The only thing he gets to chew on in his crate is a tough, long lasting Nylabone or his stuffed Kong.


----------



## Moose (Oct 2, 2010)

Moose used to chew everything he could pull into his crate, when he was a puppy.He ate a teether toy off a highchair [it was attached to the tray, and the chair was apparently too close to the cate that night...], a wig he yanked off the top of his crate [we put a cardboard box on top to use as a shelf back in our university days!! ha] ,etc. His strangest thing he ate was an incandescent lightbulb...all but the metal screw end. the vet laughed when I said who it was , when Icalled. he was fine- for the record.

I wouldn't put anything in with her until she's no longer chewing/eating. S0 great you took her in, looks like she needs some lovin' .


----------



## Ozkar (Jul 4, 2011)

Well did for taking her in. That's a really great decision for her by the sounds of it. 8)

I have one V, Ozkar, who we got as a puppy and one V, Astro, who I rehomed at 6.5 months of age for apparently similiar reasons. The previous family thought Astro was just too energetic for them. (He turned out to be the most relaxed Vizsla I have yet met)

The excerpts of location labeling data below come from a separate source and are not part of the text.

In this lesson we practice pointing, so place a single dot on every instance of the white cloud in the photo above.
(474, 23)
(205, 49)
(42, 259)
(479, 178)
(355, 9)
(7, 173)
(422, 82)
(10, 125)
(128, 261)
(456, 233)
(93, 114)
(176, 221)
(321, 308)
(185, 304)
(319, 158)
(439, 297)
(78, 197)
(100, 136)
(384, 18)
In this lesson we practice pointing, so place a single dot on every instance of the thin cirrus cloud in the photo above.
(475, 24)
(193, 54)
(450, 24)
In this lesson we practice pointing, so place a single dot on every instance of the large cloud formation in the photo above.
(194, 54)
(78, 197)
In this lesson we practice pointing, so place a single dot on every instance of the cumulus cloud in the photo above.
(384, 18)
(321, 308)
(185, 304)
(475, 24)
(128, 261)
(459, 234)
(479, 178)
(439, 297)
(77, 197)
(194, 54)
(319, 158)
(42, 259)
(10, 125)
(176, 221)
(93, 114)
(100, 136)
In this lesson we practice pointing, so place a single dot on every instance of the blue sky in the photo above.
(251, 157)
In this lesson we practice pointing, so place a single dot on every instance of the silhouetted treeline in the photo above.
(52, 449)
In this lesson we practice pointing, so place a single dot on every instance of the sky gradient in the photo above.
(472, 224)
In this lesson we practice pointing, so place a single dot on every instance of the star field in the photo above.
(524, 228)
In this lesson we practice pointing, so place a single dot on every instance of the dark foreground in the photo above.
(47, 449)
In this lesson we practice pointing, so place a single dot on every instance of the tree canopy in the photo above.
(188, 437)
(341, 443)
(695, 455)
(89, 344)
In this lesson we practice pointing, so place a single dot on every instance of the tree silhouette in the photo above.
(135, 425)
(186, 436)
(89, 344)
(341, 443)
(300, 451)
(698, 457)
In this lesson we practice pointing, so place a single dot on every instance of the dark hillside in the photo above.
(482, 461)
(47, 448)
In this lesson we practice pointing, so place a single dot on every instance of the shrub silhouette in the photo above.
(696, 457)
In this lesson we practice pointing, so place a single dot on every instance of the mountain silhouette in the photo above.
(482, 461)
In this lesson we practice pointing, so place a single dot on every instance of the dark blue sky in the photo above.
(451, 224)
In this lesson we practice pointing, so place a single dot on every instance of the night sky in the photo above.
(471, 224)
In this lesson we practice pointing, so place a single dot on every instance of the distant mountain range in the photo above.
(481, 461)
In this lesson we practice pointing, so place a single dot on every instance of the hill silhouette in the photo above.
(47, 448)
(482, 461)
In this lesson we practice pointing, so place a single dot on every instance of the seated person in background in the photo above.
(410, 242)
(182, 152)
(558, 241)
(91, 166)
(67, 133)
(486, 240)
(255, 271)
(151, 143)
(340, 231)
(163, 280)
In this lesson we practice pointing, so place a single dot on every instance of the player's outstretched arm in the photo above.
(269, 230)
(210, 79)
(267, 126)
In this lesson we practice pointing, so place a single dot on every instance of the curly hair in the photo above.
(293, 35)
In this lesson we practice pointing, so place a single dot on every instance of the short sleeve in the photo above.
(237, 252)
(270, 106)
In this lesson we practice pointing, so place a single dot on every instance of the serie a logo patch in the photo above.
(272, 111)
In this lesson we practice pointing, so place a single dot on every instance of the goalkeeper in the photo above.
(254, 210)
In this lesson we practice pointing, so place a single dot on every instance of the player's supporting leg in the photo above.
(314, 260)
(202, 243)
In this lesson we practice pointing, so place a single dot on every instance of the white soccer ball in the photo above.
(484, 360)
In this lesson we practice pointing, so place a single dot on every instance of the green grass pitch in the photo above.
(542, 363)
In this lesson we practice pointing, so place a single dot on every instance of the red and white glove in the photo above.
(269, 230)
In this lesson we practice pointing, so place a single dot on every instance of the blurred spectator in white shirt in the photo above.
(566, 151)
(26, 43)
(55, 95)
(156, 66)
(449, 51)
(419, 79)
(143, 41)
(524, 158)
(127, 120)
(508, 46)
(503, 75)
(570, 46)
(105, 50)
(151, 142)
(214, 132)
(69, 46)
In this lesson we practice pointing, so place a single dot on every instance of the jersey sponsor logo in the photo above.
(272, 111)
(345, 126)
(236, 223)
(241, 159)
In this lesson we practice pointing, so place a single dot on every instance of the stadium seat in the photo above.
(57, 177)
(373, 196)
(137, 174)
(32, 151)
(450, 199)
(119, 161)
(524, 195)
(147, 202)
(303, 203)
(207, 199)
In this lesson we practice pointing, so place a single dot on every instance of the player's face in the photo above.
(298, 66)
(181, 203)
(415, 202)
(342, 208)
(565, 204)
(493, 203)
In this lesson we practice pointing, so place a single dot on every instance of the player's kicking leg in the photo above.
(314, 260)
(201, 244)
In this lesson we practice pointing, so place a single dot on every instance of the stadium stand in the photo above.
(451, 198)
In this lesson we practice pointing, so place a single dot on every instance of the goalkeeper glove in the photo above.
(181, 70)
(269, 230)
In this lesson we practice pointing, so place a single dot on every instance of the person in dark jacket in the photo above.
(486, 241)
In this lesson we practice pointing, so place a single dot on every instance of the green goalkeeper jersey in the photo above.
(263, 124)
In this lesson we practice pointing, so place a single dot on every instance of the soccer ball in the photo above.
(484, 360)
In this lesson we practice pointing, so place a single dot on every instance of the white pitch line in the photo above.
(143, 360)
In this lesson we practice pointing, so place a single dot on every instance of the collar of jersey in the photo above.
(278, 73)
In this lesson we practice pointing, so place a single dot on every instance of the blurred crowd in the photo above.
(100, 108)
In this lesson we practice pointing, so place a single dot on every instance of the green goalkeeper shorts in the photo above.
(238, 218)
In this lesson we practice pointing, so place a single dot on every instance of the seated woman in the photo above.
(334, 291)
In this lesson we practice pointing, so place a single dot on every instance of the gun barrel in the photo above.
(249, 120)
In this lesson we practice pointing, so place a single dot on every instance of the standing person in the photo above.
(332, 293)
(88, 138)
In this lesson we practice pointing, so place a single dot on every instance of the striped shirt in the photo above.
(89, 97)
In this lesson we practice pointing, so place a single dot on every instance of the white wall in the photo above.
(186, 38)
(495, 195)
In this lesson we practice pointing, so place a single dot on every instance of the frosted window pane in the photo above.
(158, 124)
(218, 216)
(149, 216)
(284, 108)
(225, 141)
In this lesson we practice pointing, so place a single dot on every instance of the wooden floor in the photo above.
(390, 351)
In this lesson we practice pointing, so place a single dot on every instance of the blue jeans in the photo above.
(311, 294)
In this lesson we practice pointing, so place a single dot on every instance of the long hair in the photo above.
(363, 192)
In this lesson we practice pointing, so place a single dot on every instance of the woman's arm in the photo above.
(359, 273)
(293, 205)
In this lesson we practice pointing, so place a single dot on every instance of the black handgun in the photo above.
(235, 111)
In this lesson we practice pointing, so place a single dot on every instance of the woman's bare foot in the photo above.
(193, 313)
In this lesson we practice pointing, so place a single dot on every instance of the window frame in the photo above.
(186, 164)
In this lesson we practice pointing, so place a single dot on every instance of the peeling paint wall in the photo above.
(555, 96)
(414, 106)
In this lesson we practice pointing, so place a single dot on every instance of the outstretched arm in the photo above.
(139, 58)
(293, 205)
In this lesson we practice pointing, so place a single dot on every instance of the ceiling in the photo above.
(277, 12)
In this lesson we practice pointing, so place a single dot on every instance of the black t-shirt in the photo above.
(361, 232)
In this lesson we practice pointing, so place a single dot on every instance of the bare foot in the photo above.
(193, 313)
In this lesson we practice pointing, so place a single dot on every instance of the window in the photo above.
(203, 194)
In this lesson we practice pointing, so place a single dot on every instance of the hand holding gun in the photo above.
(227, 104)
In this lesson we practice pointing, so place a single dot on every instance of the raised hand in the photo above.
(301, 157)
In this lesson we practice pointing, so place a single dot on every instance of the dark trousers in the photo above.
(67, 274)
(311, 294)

I also rescued a female German Short Haired Pointer, Zsa Zsa, when she was 12-13 months old. (It's a guess, as we really had no history on her... a long and sad story about her start to life... I won't go into it.)

But, Zsa Zsa has similiar issues with destroying anything soft. Cushions, fabric on lounges and any soft toy given to her, requires the stuffing removed before she is happy. However, thus far she hasn't eaten it. (Until recently, she has never chewed anything hard including my leather lounge....but that is in an other thread)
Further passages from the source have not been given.